Sarah rolled her eyes. “I’m Destiny here. And
can you really see me making sandwiches at
Subway, ’cause that’s what I was doing before
Dom gave me a chance.”
I wanted to see her doing anything but what
she was doing, sandwiches included. “I guess not.”
It was easier than getting in an argument.
“And so what if you’re gay? Lots of straight
guys do gay porn, you know. I’m sure it can work
the other way.”
Aw, Jesus, Sarah. Can we not have this talk
when Dom is standing right here?
“It’s still not
my thing, hon.” I gritted my teeth. Porn, one night
stands… I had no idea why I was such an anomaly.

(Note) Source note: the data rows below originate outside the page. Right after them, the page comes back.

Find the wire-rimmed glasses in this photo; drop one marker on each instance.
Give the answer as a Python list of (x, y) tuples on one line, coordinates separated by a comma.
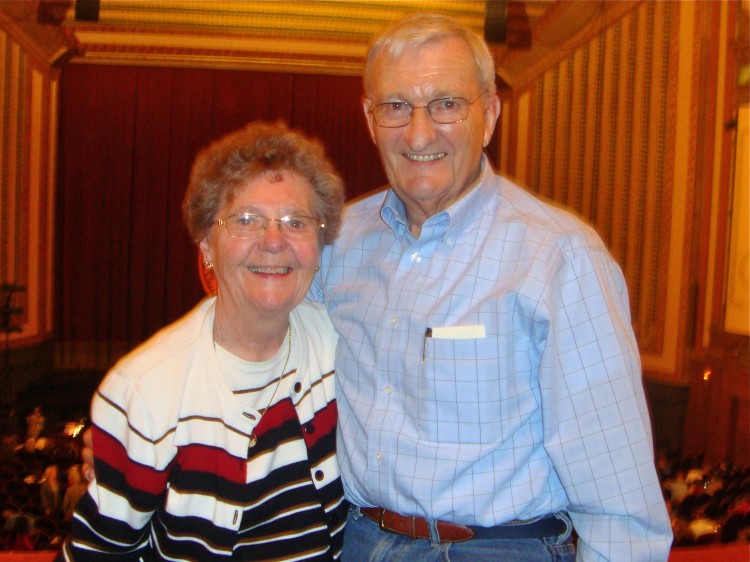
[(252, 225), (444, 111)]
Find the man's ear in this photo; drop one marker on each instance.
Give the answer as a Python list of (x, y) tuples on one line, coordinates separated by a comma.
[(366, 105), (492, 113)]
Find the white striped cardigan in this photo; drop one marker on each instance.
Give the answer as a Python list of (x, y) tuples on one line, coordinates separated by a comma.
[(176, 479)]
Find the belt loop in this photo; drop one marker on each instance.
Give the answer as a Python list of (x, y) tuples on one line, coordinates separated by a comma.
[(434, 533)]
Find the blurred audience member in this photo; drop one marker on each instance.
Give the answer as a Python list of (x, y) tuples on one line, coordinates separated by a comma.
[(50, 492), (76, 488), (35, 424)]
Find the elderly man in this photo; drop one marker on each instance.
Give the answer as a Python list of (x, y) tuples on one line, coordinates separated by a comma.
[(489, 383)]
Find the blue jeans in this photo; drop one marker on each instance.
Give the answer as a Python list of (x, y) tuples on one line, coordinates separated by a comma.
[(364, 541)]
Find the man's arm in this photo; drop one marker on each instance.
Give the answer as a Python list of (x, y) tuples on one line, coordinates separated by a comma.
[(597, 427)]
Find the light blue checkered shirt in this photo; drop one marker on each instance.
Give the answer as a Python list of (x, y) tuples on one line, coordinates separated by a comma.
[(545, 413)]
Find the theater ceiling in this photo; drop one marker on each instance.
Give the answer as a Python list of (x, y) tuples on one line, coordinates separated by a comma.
[(324, 36)]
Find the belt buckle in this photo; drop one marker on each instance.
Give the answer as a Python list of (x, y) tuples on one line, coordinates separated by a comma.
[(381, 520)]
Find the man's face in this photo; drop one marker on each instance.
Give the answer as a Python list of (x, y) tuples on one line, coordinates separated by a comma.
[(430, 165)]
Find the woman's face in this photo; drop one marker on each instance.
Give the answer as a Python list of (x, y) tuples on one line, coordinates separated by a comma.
[(272, 273)]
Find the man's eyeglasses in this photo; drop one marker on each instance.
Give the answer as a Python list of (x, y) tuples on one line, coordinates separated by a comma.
[(444, 111), (250, 225)]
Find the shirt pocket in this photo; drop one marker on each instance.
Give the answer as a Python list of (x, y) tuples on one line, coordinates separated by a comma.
[(459, 398)]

Archer would’ve been all over it if the porn thing
didn’t involve pussy. He was already all over the
one night stands. I heard them regularly. My
expensive headphones had been a sanity saver.
“She’s right, you know,” Dominic added from
the other side of the room. I’d been hoping he was
too distracted to hear Sarah. It wasn’t the first time
he’d said something about it to me. I had to keep
from rolling my eyes. “You’d make a killing in the
boy-next-door role. Those big ol’ eyes, and you
look so sweet and innocent.”
“Dom. We’ve talked about this.”
“I know. Just making sure you remembered,”
Dom replied with a grin. “You good, Destiny?
Ready to get started again?”
I was pretty sure I heard a sigh, but like a
seasoned pro, Sarah got on her hands and knees
and assumed the “fuck me now” face that had
nothing to do with being turned on and everything
to do with the fact that she wanted to be a history
teacher but couldn’t afford college. Sometimes I
thought that getting to know the girls made the
whole thing worse.
I got lost after work in the only place where I
ever really felt at home other than the little
bedroom studio in my apartment—the art museum.